Section 2.08 – Reduced the number of shares of Company stock required to constitute a quorum at a meeting of stockholders from a majority of the shares issued and outstanding and entitled to vote, present in person or represented by proxy, to one-third of the shares issued and outstanding and entitled to vote, present in person or represented by proxy.
Section 2.09 – Clarified the vote required for approval of matters presented to stockholders at a meeting at which a quorum is present shall be the number of votes cast in favor of the action exceeding the number of votes cast against the action (excluding abstentions and broker non-votes) on such matter. Directors shall be elected by a plurality of the votes cast at any duly called or convened meeting of stockholders at which a quorum is present.
Section 2.12 – Provides that no action required or permitted to be taken by the stockholders may be effected by any consent in writing in lieu of a meeting.
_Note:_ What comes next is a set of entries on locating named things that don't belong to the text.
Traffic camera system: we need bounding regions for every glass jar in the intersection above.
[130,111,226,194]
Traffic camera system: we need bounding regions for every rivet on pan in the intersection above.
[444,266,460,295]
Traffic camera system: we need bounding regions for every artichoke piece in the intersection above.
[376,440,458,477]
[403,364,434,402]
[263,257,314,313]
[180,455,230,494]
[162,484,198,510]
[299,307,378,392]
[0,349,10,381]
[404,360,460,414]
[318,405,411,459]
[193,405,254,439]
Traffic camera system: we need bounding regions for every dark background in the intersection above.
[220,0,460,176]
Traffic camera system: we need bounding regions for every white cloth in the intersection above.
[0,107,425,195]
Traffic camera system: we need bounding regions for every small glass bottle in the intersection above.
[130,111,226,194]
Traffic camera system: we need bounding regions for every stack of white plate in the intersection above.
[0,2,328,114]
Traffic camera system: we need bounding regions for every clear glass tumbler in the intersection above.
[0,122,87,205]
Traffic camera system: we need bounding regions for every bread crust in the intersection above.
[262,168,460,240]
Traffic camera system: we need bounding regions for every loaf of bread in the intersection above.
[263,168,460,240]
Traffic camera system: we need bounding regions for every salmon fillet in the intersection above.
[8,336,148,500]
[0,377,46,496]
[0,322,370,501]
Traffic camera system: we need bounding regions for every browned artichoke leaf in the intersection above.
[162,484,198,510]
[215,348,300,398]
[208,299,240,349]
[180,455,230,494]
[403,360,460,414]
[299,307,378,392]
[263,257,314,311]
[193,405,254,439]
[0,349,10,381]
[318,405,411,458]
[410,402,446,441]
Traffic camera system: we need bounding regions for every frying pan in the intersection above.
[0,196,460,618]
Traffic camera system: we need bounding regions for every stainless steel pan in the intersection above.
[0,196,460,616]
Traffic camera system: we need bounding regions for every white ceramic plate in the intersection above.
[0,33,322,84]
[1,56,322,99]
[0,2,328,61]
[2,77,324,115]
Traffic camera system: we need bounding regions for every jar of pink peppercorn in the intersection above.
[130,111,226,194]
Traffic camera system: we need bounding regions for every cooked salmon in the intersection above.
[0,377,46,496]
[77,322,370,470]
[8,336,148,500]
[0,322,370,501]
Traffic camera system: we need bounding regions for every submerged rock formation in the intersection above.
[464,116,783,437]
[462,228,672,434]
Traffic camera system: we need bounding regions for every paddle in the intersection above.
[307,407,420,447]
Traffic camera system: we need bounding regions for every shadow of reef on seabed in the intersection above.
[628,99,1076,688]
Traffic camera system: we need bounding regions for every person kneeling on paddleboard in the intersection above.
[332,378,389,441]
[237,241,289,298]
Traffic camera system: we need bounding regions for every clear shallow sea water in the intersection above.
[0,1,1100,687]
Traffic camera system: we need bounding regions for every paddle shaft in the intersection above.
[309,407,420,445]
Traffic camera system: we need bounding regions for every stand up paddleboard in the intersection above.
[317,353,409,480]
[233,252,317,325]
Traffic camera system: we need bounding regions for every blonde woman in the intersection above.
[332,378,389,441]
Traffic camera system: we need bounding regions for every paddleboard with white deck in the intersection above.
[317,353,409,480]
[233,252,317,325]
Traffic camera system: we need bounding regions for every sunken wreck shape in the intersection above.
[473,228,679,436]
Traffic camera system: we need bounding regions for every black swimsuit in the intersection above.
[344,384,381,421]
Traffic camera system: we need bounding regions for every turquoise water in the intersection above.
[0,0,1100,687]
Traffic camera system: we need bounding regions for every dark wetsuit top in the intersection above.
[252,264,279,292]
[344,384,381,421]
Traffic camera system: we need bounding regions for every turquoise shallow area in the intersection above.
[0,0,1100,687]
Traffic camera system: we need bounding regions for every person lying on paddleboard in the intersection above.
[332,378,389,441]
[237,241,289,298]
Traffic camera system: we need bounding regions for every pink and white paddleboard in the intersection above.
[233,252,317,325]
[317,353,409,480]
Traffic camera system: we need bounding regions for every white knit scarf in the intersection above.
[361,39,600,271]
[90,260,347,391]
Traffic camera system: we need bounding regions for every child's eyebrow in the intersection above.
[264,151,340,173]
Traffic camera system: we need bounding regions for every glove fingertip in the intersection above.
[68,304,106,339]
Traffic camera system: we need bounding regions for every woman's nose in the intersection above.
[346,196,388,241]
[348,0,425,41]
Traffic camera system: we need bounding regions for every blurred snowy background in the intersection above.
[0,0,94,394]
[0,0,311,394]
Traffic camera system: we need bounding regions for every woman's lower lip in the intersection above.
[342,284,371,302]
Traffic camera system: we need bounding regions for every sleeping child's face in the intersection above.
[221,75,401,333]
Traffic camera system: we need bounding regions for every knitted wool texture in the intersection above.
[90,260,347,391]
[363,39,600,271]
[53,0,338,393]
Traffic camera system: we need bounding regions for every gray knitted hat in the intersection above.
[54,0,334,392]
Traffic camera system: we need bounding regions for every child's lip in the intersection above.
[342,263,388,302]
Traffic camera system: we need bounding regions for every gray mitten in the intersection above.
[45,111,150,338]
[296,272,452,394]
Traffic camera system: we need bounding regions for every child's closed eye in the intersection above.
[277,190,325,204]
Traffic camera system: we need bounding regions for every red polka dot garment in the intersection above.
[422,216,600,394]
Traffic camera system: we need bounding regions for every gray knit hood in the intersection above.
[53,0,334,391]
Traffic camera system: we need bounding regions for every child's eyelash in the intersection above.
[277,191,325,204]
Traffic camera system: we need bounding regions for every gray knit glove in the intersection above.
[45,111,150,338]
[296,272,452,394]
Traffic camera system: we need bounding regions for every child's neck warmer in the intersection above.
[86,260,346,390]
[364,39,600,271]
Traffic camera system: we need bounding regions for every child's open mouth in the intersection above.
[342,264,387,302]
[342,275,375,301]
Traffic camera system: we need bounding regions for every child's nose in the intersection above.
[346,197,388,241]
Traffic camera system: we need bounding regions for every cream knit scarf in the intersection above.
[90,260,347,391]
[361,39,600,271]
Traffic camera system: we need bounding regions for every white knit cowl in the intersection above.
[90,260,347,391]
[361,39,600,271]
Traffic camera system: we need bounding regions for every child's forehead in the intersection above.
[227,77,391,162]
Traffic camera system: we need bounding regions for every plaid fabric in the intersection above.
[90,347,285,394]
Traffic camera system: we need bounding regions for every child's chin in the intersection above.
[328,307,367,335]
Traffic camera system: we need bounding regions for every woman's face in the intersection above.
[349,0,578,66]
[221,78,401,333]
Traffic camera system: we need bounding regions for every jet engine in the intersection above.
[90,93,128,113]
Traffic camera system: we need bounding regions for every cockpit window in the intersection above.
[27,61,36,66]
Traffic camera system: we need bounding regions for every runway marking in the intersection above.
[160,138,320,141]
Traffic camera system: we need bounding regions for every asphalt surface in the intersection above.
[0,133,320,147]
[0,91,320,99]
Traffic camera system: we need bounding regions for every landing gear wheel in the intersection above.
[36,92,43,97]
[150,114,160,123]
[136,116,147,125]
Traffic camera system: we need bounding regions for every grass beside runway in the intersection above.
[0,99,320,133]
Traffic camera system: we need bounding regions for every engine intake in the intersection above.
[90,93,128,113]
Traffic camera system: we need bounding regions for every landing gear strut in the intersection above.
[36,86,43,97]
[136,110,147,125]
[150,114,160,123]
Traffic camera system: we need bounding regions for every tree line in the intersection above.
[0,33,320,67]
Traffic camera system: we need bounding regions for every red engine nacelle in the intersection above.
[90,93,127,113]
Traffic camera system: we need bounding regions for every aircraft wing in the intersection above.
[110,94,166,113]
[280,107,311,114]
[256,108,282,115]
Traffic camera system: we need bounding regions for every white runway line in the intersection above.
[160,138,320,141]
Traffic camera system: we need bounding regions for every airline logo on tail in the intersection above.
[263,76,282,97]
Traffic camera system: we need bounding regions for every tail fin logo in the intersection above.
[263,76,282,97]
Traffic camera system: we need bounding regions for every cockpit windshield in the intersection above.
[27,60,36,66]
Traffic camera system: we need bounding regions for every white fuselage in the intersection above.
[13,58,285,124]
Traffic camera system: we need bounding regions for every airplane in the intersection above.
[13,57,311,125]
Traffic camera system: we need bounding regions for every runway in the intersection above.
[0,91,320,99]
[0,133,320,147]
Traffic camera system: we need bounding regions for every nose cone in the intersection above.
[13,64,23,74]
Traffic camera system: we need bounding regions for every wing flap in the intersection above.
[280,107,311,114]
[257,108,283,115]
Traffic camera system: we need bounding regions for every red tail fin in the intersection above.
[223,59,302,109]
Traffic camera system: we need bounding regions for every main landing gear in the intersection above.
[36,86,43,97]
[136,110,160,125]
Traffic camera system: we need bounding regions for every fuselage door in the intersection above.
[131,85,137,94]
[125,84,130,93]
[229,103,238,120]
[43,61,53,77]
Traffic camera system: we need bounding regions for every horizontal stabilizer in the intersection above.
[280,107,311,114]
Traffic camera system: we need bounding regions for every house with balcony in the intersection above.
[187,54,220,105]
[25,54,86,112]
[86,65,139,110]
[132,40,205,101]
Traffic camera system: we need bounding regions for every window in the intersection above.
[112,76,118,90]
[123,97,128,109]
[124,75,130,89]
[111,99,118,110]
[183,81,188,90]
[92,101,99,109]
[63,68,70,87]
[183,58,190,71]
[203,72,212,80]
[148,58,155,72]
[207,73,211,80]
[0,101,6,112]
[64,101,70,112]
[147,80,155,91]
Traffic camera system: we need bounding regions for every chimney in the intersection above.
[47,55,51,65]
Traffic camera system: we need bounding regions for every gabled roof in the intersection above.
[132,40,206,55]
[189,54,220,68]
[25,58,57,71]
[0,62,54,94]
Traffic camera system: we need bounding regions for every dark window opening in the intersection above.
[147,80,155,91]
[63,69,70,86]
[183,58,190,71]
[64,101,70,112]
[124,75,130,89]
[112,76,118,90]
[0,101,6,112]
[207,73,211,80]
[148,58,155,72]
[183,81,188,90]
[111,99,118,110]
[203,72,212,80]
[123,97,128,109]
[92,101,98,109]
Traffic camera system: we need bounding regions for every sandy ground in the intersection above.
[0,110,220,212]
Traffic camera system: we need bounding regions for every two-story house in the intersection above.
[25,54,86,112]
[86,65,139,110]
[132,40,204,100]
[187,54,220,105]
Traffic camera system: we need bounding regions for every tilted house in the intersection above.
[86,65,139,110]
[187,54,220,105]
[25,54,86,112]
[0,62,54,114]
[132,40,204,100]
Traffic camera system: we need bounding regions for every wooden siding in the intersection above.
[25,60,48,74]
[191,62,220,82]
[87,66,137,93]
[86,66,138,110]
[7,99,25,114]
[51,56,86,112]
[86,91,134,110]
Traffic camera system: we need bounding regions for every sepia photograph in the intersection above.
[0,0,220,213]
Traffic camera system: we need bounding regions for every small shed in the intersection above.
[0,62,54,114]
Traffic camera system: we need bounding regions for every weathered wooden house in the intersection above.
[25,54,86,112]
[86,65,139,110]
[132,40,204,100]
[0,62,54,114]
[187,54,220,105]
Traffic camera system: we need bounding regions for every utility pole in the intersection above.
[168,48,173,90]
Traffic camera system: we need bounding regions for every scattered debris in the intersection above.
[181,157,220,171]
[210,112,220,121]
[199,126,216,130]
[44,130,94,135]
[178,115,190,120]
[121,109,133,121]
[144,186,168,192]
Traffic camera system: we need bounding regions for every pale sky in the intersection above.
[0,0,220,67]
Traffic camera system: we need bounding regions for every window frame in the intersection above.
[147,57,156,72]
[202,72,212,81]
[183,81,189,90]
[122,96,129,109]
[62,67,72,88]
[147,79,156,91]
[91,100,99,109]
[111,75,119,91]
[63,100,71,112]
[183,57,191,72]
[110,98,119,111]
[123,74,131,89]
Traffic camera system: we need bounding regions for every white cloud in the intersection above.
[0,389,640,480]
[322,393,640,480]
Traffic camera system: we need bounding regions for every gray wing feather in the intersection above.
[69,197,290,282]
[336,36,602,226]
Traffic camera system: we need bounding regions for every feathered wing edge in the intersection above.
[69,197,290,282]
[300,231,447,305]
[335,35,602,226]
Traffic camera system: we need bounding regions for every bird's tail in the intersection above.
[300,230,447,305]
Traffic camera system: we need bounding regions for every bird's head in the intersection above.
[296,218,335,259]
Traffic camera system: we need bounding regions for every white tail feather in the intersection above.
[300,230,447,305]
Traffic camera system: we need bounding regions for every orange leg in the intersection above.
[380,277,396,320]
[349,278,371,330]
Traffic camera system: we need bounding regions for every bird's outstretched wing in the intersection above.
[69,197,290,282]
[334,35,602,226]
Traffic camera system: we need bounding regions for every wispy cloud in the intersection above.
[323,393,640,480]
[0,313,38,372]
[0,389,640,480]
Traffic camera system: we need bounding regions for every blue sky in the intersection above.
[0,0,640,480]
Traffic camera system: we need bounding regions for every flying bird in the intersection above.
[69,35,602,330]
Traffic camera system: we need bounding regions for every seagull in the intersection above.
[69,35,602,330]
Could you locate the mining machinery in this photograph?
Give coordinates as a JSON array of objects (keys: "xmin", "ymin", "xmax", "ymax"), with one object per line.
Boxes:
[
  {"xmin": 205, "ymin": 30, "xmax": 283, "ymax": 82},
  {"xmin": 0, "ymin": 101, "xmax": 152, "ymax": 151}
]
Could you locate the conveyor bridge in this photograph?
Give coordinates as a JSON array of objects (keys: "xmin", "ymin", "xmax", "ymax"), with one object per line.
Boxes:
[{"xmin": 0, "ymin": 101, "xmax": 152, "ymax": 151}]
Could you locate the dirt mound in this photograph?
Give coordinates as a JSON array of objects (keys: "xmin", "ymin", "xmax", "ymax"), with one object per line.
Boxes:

Section 2.14 – Provides that, unless otherwise required by law, no nominating person shall solicit proxies in support of director nominees other than the Company’s board of directors’ nominees unless such nominating person has complied with Rule 14a-19 promulgated under the Securities Exchange Act of 1934, as amended.
Section 3.06 – Clarifies the methods by which the Company’s board of directors may conduct meetings.
Section 3.14 – Provides that, except as otherwise provided in the NRS, any director or one or more of the incumbent directors may be removed from office by the vote of stockholders representing not less than two-thirds of the voting power of the issued and outstanding stock entitled to vote.
Article IV – Clarified that the chairperson of the board of directors need not be an officer of the Company, and simplified the description of the roles of the officers of the Company.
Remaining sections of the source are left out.